On March 6, 2017, the Kyiv Economic Court of Appeal dismissed the lawsuit even without scheduling examination of patents compliance with the requirements of the legislation. Reasons for dismissal are as follow: the disputed patents do not violate the rights or the interests protected by law of the plaintiff as a patient organization and, according to judges’ opinion; it is not proved that in the case of patents cancellation the price of the drug will be reduced. These reasons for dismissal are completely unjustified and controversial from a legal point of view.
On May 11, 2017, the first session of the Kyiv Economic Court of Appeal caused a great public interest due to its importance for the public health of Ukraine. Representatives of the pharmaceutical company did not appear in court, but they submitted a written request for postponement of legal proceedings until 6 months. Suddenly, the court panel decided to satisfy the defendant’s request and postpone the trial until six months, i.e., until November 16.

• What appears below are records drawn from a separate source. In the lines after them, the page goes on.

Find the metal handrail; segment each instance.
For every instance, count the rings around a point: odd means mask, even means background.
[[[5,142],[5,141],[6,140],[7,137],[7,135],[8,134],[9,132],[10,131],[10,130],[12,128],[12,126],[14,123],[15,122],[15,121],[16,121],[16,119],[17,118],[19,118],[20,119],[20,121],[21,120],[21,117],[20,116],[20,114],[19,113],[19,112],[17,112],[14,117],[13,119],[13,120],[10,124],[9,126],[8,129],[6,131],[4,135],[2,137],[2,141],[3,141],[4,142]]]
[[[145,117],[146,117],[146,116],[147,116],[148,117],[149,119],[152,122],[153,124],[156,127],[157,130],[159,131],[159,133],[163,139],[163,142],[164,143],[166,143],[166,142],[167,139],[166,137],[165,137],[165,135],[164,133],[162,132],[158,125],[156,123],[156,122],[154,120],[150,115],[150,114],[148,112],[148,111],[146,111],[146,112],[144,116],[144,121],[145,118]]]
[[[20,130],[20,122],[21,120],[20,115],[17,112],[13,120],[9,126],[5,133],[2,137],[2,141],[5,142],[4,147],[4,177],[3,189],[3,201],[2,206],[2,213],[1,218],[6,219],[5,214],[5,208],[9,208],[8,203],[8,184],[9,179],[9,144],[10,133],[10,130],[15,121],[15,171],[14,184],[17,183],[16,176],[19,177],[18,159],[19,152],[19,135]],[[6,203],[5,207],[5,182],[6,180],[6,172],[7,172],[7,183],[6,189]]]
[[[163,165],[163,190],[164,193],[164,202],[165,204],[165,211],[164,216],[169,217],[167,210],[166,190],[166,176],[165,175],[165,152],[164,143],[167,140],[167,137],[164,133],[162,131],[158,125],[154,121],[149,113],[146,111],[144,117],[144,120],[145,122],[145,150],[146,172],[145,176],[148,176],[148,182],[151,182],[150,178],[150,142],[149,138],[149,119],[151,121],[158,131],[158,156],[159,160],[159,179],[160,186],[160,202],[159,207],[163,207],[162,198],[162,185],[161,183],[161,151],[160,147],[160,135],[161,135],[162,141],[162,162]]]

The Network of PLWH has appealed the Kyiv Economic Court of Appeal against such an unreasonably long postponement of the case proceedings. The court took patients’ side and revoked the decision of the Court of Appeal to postpone the consideration of the case until six months. The new hearing was scheduled for September19, but the judges again did not proceed in the matter and rescheduled the meeting on October 4, 2017. That day the court decided to approve an expert examination.
On October 11, the court passed a resolution on the examination to be conducted by the Research Centre of Forensic Expertise on Intellectual Property of the Ministry of Justice of Ukraine.